Re: Update on MusicXML Use Cases

Bonjour Joe et al.

Following your advice, I have made the exercise to write concrete use-cases to help understand what may seem OMR-related specificities.

Re-reading use-case MC3, I think it does not belong to "Music Creation" category. Strictly speaking, there is no "creation" per se (as by a composer) but rather a conversion from one non-convenient format (sheet of paper) to a much more usable format (digital encoding). I would suggest the word "transcription" instead (it's the precise word used for this case by BnF - Bibliothèque nationale de France / French national Library).

Music transcription can be considered as an activity by itself. It opens paper-based music to the world of digitally-encoded music. Transposing, as mentioned in MC3, is only one out of the numerous possibilities brought by digital encoding. And after all, this whole "Music Notation" community activity we are discussing right now would merely not exist without digital encoding.

Should we define a specific "Music Transcription" category? (distinct from music creation)

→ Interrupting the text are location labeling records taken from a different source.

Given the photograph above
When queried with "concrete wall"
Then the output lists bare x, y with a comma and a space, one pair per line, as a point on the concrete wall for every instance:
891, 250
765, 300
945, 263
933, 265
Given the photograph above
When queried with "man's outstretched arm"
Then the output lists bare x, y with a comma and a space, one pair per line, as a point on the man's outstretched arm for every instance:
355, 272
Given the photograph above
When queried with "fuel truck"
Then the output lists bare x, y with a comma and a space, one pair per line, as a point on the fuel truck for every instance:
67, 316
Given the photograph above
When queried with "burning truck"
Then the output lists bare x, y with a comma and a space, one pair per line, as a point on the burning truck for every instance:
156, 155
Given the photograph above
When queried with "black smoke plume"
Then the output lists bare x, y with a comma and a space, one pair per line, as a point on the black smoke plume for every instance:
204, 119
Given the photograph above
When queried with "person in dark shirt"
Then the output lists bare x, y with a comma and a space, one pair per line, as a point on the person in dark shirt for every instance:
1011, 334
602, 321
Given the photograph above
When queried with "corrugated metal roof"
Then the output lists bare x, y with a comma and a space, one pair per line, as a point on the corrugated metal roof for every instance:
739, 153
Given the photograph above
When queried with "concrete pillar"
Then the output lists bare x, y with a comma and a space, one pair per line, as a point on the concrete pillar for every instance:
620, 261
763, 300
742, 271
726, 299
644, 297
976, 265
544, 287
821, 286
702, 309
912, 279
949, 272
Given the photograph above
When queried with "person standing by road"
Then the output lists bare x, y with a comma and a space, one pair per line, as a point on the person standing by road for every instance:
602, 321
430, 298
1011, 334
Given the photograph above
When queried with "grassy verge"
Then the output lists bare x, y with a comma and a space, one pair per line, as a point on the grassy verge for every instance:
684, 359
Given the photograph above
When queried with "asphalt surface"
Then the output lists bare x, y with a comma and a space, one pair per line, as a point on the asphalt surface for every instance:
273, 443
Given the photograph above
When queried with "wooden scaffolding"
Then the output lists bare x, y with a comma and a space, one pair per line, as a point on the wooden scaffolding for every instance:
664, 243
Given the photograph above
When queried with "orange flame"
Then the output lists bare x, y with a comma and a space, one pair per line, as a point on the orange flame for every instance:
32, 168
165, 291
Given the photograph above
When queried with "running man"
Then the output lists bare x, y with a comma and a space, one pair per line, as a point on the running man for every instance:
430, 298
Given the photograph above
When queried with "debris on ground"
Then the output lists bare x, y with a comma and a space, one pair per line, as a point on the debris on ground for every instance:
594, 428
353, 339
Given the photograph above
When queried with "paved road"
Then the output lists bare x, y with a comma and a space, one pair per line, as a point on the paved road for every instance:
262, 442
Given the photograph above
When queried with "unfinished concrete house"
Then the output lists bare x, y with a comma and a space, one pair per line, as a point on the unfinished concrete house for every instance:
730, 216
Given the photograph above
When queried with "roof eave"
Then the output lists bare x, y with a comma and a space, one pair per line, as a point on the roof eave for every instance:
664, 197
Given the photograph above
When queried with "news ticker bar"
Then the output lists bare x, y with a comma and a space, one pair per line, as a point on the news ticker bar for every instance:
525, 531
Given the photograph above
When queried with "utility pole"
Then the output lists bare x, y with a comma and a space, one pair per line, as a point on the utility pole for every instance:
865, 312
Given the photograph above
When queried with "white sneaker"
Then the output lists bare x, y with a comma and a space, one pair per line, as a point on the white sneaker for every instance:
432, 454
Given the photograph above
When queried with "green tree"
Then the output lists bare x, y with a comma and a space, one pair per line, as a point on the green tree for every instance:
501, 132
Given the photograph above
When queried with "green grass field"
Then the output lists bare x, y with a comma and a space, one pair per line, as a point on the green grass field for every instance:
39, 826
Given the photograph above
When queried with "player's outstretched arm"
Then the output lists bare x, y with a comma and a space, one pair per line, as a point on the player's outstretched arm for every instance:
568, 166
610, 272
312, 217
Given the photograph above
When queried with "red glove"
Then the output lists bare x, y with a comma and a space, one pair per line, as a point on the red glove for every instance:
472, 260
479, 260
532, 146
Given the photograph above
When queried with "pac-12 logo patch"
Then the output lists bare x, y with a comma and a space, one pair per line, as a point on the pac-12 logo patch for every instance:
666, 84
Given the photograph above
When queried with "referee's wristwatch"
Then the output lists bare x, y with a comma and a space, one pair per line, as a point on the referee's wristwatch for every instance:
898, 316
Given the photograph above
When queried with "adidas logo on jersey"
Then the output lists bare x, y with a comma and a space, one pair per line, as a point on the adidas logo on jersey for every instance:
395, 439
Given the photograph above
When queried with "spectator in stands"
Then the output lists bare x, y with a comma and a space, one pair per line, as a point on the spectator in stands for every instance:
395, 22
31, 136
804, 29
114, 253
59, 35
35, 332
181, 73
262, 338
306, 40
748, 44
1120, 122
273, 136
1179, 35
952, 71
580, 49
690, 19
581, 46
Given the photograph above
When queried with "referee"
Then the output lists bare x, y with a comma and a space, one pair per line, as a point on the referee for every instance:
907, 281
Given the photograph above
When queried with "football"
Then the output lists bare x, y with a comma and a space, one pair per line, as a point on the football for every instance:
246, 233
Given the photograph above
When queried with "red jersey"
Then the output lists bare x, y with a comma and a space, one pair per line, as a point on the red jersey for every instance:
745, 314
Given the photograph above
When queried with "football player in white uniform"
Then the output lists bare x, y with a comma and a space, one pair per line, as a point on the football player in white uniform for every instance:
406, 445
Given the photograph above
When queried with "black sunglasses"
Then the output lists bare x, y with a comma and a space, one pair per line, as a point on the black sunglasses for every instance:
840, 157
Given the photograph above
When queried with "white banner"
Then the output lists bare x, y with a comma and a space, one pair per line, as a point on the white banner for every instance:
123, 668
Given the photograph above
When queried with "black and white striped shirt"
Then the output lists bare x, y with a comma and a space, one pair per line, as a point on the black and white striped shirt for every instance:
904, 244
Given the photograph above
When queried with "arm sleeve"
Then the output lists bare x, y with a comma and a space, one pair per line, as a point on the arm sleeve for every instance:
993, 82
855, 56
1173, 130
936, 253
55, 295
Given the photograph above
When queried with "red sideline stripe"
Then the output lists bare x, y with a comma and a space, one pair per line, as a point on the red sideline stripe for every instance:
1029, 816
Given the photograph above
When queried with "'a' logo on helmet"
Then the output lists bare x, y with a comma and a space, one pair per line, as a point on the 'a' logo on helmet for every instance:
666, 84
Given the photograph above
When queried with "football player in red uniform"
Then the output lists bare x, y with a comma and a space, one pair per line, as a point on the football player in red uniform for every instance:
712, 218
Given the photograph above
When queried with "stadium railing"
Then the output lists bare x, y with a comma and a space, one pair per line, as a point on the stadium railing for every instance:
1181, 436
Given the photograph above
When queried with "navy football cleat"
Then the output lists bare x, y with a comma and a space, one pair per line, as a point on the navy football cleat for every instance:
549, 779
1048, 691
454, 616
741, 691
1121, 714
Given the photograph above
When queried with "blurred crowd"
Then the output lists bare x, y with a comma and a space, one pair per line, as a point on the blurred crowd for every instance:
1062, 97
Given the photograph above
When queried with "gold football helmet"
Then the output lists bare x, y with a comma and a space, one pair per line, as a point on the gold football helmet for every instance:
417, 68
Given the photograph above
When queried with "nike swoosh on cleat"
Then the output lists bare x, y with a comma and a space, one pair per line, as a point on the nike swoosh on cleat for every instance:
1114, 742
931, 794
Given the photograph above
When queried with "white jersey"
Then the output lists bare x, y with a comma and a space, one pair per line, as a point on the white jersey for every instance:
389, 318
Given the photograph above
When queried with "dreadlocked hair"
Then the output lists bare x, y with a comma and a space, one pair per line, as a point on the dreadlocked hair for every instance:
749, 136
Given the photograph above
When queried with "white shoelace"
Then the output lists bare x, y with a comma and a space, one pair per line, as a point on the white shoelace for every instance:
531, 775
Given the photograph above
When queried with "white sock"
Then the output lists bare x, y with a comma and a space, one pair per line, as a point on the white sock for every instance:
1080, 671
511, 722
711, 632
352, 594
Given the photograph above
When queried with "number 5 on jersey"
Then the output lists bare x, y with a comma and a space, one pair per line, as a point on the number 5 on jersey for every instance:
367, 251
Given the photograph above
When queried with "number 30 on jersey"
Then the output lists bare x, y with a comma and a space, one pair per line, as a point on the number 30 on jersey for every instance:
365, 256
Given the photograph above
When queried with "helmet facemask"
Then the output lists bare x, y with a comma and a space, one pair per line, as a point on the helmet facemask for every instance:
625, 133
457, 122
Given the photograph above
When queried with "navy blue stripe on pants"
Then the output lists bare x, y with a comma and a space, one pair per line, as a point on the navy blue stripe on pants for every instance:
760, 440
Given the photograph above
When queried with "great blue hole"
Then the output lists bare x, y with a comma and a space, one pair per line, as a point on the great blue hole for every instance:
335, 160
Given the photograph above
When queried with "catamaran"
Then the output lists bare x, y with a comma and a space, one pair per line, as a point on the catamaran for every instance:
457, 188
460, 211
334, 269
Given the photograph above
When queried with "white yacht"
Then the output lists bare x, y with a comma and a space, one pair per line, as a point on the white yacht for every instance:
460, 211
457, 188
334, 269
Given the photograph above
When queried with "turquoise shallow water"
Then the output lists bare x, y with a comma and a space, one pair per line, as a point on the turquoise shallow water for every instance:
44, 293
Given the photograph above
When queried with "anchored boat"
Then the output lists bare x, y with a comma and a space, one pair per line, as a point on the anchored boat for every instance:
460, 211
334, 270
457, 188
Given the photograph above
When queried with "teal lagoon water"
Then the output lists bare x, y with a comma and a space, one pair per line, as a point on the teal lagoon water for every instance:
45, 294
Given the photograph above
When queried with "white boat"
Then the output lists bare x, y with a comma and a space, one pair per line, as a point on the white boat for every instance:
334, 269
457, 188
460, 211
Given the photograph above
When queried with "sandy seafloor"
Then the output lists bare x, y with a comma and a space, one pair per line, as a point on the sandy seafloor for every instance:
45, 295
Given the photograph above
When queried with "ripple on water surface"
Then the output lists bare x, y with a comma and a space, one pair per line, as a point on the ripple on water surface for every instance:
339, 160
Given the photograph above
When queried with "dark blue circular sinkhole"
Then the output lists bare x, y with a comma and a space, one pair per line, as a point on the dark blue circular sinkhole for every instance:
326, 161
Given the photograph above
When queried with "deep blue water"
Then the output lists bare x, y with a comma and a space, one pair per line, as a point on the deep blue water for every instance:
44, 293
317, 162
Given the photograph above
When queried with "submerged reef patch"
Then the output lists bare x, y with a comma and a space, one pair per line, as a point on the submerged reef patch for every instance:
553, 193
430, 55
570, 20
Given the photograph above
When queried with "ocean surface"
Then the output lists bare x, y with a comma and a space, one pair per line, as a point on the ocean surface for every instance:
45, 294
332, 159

Here below is a first shot of most obvious use-cases.

MT0: Editor wants to manually transcribe sheet music to digital encoding format

E has access to some sheet music, either a physical sheet of paper or a scanned image of it. The sheet can contain hand-written music or printed music.

E reads the source music and manually enters a corresponding transcription. The digital output should preserve semantic data of course and perhaps performance data as well. Visual data is not essential, especially if the source was hand-written music.

Note: in a variant of this use-case, multiple users playing an E role on Internet are provided with the image of say just one simple measure and prompted for its manual transcription (this is rather similar to Google "text reCAPTCHA").
 
MT1: Editor wants to transcribe printed sheet music to digital encoding format with help of OMR software

E does not enter the whole transcription from scratch but works in two steps. In step 1, an OMR software reads the source image and provides an annotated transcription. In step 2, E reviews OMR output and manually corrects the wrong or missing items in the final digital encoding.

This approach is interesting only when the efforts spent in step 2 are significantly lower than in MT0. This depends on many factors, notably initial image quality, music complexity, OMR recognition rate, OMR interaction abilities.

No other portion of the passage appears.